But self-loathing is only one of porn’s many pernicious effects. Introducing: jackhammer sex, from a pornhub near you.

Too many girls I know have been subjected to the nonstop ram session of a porn-schooled lover, internally debating whether to fake an expression of mild ecstasy or tell the guy to stop (cringe). While the terms “bone,” “bang,” “nail,” “pound,” “hammer,” “hit that” and “slay” are sexy in that ironically thuggish way, they should never be literal descriptions of a sexual experience.

This is more than just innocent ignorance of female anatomy — for girls, getting from A to B is not a straight, repetitive and relentless line. It transforms girls into inanimate receptacles, and as porn stars increasingly look like blow-up dolls and blow-up dolls feel increasingly like flesh, the line between a real and a plastic girl in online fantasy land becomes frighteningly blurry.

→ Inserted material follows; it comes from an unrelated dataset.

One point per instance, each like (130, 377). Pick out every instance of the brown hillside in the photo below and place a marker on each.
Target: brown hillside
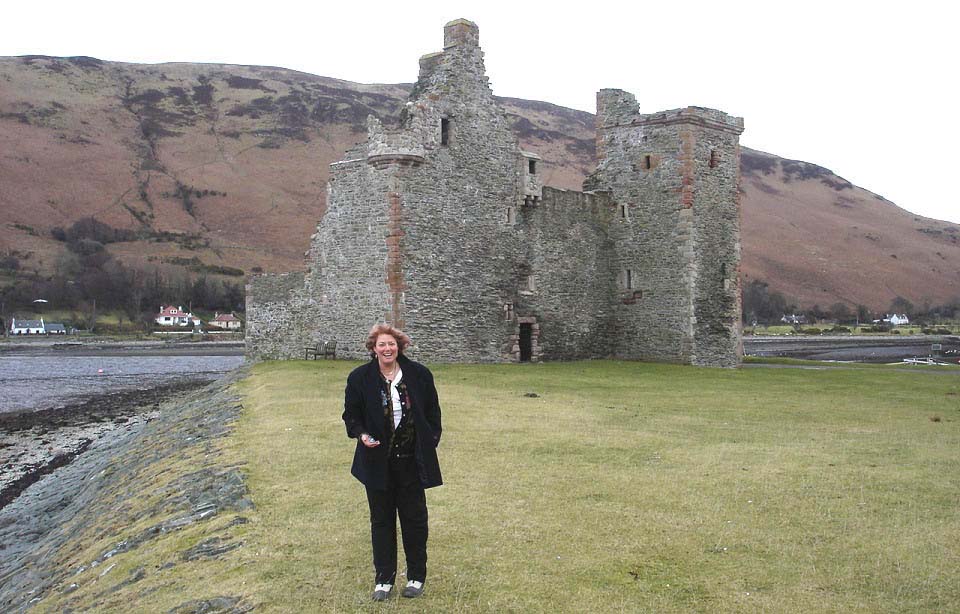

And that would be fine if porn weren’t teaching kids, and mainly boys, how to have sex. A preteen has little sexual exposure, beyond the porn clips viewed on the family desktop while the parents are out, internalizing cervix-slamming intercourse before deleting the Internet history.

And the cookies. Never forget the cookies.

A high school friend of mine was befuddled by a particular hook-up in which every time she attempted fellatio the boy immediately rose to his feet. The kid couldn’t conceive of a blow job in which the girl wasn’t on her knees.

So do we change porn or change people or people porn with changed persons? We could inject a female perspective into online sex, but so many girls have shame-complexes about masturbation and its enablers.

“I love porn,” said a friend of mine, “but after I climax I feel guilty and repulsed and slam my laptop shut thinking ‘But I’m a feminist!!!’”

A tricky bind to be sure. But perhaps it would help if Carole Goldberg just defined the terms in her don’t-rape reminders.

Consensual sex: Sex that is not rape.

Glorious sex: Sex that does not look like rape (unless that’s what you want).

Yeah, yeah, yeah. Awkward equivocation.